How to load data from GitHub Raw?

Hi all,

I try to load json files that are in a private GitHub Repo.

The issue is that the API Query component can't handle it, as it is "text/plain" (even tough it's perfectly fine json)

Alternative would be to use the Data Transfer component, but that can't handle the Bearer Token Auth, which is needed for the private Repo.

Do I miss something or you guys have other ideas how to load these files?

Hi @Manuel​ , just to make sure I am understand what you are attending to retrieve... Are you retrieving files from a repo in GitHub or pulling some other GitHub information?

The file content itself, as you would get it via the Raw endpoint:

Thanks for your proposal. I checked it, but it didn't work. As far as I understood, that's the header that Matillion is sending to GitHub, right?

So Matillion to Github communication is not an issue here, that works.

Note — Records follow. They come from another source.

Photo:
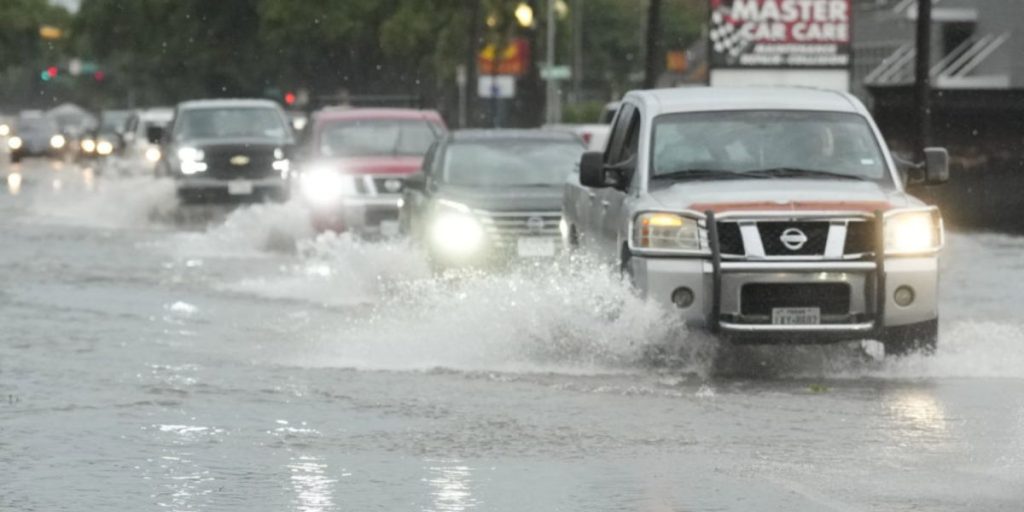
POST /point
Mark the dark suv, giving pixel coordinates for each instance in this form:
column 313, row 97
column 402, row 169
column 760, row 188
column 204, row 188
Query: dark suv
column 228, row 151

The problem is the response, Github to Matillion, which gives this error:

Error: Invalid JSON markup. Expected json, but instead found [text/plain; charset=utf-8].

 

However, the content is proper JSON (the call from Github to Matillion is "text/plain"). Content of the reponse (This works in Postman, but it detects it as text, not as JSON):

{

    "type": "record",

    "name": "vacancy",

    "namespace": "marketplace.core.entity",

    "fields": [

        {

            "name": "id",

            "type": "string",

            "doc": "Unique id of the vacancy (UUIDv4)"

        },

        {

            "name": "accountId",

            "type": "string",

            "doc": "Id of the account to which owns the vacancy"

        },

...

    ]

}

Thanks for providing the info and screenshot. That is really helpful. One thing that comes to mind is if you are using the GitHub API to pull file contents you would typically need to include a specific "Accept" attribute and value in the header. In the API Query component make sure you have this connection option configured:

 

If this doesn’t work perhaps you could you post the API Profile you are using to get the file contents from GitHub and the API Query configuration you currently have? Feel free to obfuscate any content you deem intellectual property or security related to protect your GitHub environment and company. I hope the above helps.

the used rsd file

Hi @Manuel​,

What version of Matillion ETL are you using there? It worked OK for me on a Version: 1.55 (for Snowflake) querying this raw JSON file from the Developer Relations account...

Best regards,

Ian

We're using Version 1.54.10 for AWS Redshift.

Ok, got it running when recreating the profile with the wizard. Will check what may have caused it

Ok, looks like

 

 <api:set attr="BackwardsCompatibilityMode" value="true" />

 

is needed here. Without this being set, you'll run into the error described above.

I should have known that! I have ran into issues with the BackwardsCompatibilityMode being true when it needed to be false and vice-versa. The errors I have seen where different than the one you are getting which probably makes sense because you are going after a completely different API than I was. Glad you got it working!